In relation to its scale of operations, Tata AIG's capital position is adequate evidenced by a reported networth of Rs 3911 crore as of December 31, 2022. Networth remains supported by healthy internal accruals and, by frequent capital infusions by the parent companies. Total capital infused since 2012 aggregated to Rs 1,000 crore, with latest equity infused in 2020 aggregating to Rs 200 crore. Over the last 4 years, Tata Sons and AIG have infused fresh capital in Tata AIG in multiple tranches which is demonstrative of the strategic importance of the latter to its parent companies and, of the strong support which Tata Sons and AIG continue to extend to Tata AIG.

 

Expected high level of cushion in solvency ratio above regulator-specified minimum on a steady state basis

In line with expectation, Tata AIG has maintained sufficient cushion in solvency margin over the regulatory stipulation. As on December 31, 2022, the company reported a solvency ratio of 1.95 times. Tata AIG's solvency ratio is expected to remain comfortably above the regulator-specified minimum over the medium term. This is supported by the company's currently healthy capital position, robust risk management processes and, if needed, expected timely capital infusion from parents.

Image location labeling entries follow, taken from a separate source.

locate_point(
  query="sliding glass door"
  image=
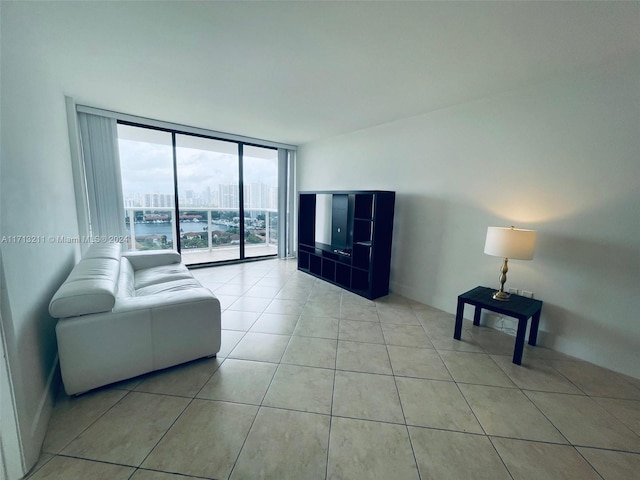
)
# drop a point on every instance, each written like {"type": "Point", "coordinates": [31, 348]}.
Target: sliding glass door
{"type": "Point", "coordinates": [146, 167]}
{"type": "Point", "coordinates": [260, 194]}
{"type": "Point", "coordinates": [208, 199]}
{"type": "Point", "coordinates": [213, 200]}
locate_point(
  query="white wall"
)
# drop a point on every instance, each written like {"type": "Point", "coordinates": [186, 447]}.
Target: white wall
{"type": "Point", "coordinates": [562, 158]}
{"type": "Point", "coordinates": [36, 199]}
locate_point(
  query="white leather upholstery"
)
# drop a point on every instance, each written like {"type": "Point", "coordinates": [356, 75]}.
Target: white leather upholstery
{"type": "Point", "coordinates": [111, 329]}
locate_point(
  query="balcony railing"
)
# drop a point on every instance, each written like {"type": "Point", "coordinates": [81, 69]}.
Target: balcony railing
{"type": "Point", "coordinates": [206, 233]}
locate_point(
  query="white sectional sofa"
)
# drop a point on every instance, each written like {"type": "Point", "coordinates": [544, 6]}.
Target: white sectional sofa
{"type": "Point", "coordinates": [122, 314]}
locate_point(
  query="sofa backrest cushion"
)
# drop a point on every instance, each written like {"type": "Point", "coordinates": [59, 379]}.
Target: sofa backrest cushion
{"type": "Point", "coordinates": [92, 285]}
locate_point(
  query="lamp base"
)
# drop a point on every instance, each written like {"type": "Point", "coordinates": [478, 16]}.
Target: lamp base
{"type": "Point", "coordinates": [502, 296]}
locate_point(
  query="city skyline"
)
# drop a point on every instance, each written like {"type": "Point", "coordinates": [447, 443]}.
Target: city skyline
{"type": "Point", "coordinates": [225, 196]}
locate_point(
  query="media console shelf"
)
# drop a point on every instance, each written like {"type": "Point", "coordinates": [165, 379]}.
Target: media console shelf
{"type": "Point", "coordinates": [356, 254]}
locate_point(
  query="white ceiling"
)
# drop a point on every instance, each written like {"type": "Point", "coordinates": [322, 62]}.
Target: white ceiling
{"type": "Point", "coordinates": [295, 72]}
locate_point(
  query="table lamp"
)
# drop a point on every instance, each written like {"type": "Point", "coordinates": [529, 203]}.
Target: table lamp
{"type": "Point", "coordinates": [509, 242]}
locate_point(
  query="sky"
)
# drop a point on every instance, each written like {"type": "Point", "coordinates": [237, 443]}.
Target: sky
{"type": "Point", "coordinates": [147, 166]}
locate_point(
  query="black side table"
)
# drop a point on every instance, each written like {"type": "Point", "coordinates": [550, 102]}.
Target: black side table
{"type": "Point", "coordinates": [517, 306]}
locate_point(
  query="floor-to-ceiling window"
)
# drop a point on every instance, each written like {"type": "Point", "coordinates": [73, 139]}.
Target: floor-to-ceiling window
{"type": "Point", "coordinates": [211, 199]}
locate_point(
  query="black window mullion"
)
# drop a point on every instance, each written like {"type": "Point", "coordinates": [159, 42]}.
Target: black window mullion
{"type": "Point", "coordinates": [241, 197]}
{"type": "Point", "coordinates": [176, 210]}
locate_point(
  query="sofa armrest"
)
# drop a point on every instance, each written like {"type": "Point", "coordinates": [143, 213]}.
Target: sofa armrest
{"type": "Point", "coordinates": [152, 258]}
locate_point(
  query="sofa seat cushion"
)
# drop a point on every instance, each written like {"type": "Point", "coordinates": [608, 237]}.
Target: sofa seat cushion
{"type": "Point", "coordinates": [167, 287]}
{"type": "Point", "coordinates": [90, 288]}
{"type": "Point", "coordinates": [160, 274]}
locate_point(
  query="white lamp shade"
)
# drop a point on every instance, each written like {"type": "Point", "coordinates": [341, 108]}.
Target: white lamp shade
{"type": "Point", "coordinates": [510, 242]}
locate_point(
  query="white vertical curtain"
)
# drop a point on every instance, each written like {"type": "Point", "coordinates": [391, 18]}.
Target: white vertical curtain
{"type": "Point", "coordinates": [99, 138]}
{"type": "Point", "coordinates": [286, 200]}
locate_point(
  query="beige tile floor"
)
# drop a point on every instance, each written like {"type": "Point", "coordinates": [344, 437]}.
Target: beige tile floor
{"type": "Point", "coordinates": [313, 382]}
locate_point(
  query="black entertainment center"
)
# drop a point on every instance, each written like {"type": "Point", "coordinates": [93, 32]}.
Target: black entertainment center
{"type": "Point", "coordinates": [344, 237]}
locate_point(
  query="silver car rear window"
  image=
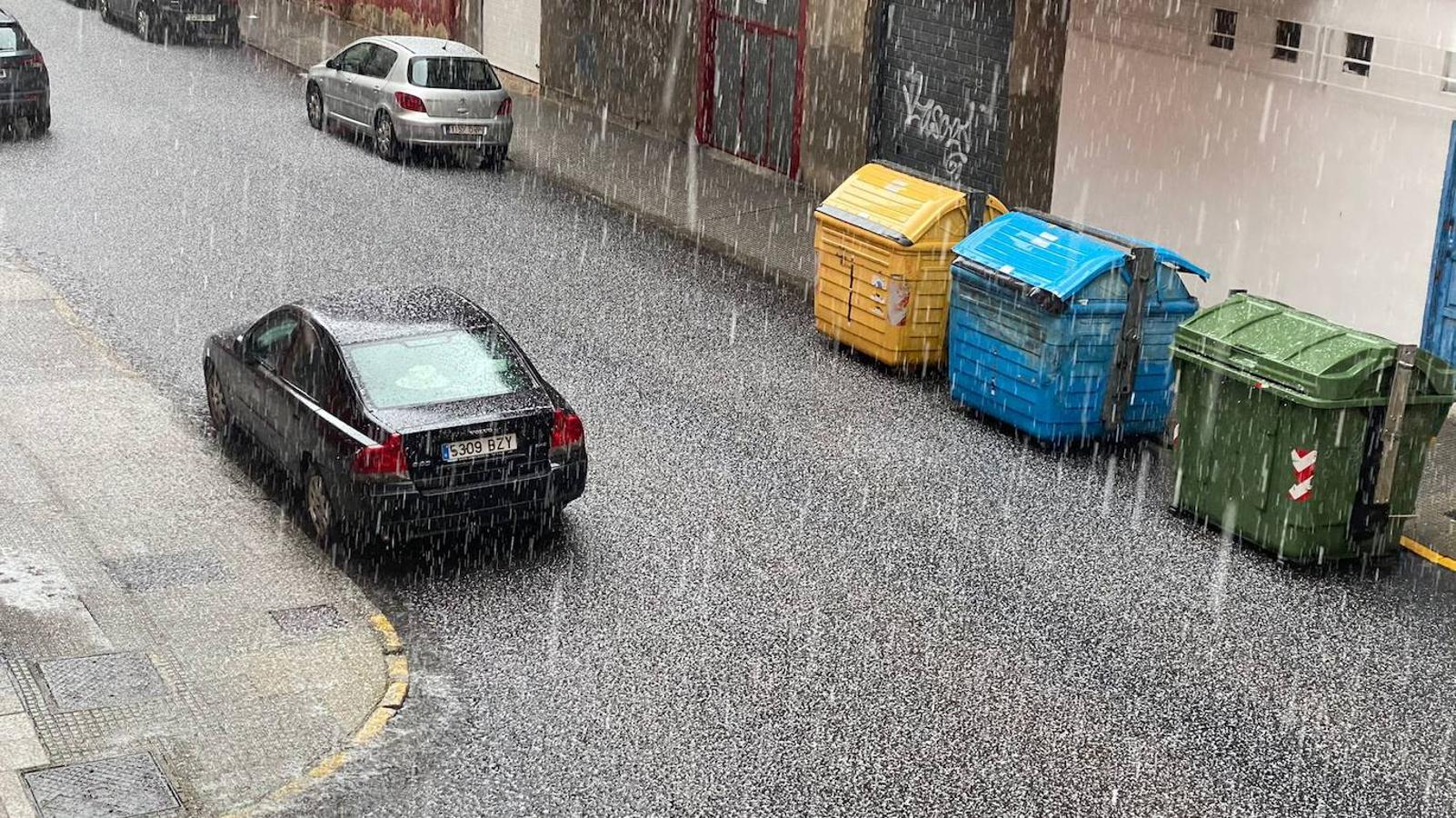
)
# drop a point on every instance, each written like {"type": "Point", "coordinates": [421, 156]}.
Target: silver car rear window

Tata AIG continues to uphold its stance on maintaining a high level of cushion in its solvency ratio at all points in time, of which Tata Sons is also supportive. The cushion in solvency ratio over the regulator-specified minimum is a rating sensitivity factor, given likelihood of default in debt servicing on the subordinated debt instrument if the ratio falls below the regulator-specified minimum.

 

Modest albeit gradually improving underwriting performance

Underwriting performance of TATA AIG, though better than industry average, remains constrained by relatively higher operating expenses. While the company’s average claims ratios have remained at 75% over the last many years now – making it comparable to top peers, expense ratio – at over 30% - has been on the higher side. For nine months ended December 31, 2022, the company’s combined ratio reduced to 110.9% from 113.5% for the corresponding period of the previous fiscal. Over last one year, claims ratio decreased from 77.2% to 74.7% whereas expense ratio was at similar levels in both periods at 36% Resultantly, underwriting deficit for fiscal 9M 2023 marginally increased to Rs 679 crore from Rs 654 crore for the corresponding period of fiscal 2022. Nonetheless, despite modest underwriting performance, overall earnings profile remains supported by healthy investment income.

Liquidity: Strong

Liquidity position of Tata AIG remains comfortable supported by adequate investments in government securities. Liquid investments were Rs 9131.2 crore as on December 31, 2022, including a cash and bank balance of Rs 263 crore. Additionally, the company enjoys a high degree of flexibility to raise need-based funds from its parent companies.

Outlook:Stable

CRISIL Ratings believes Tata AIG will continue to derive strong financial, branding, and technical support from its parents, Tata Sons and AIG, both on an ongoing basis and during distress, and maintain high level of cushion in its solvency margin over and above regulatory minimum. Tata AIG will also continue to benefit from its expertise in niche segments in the commercial business and maintain robust risk management practices and sound investment quality. However, like most of the general insurance companies, Tata AIG is yet to demonstrate its ability to generate underwriting profits on a consistent basis.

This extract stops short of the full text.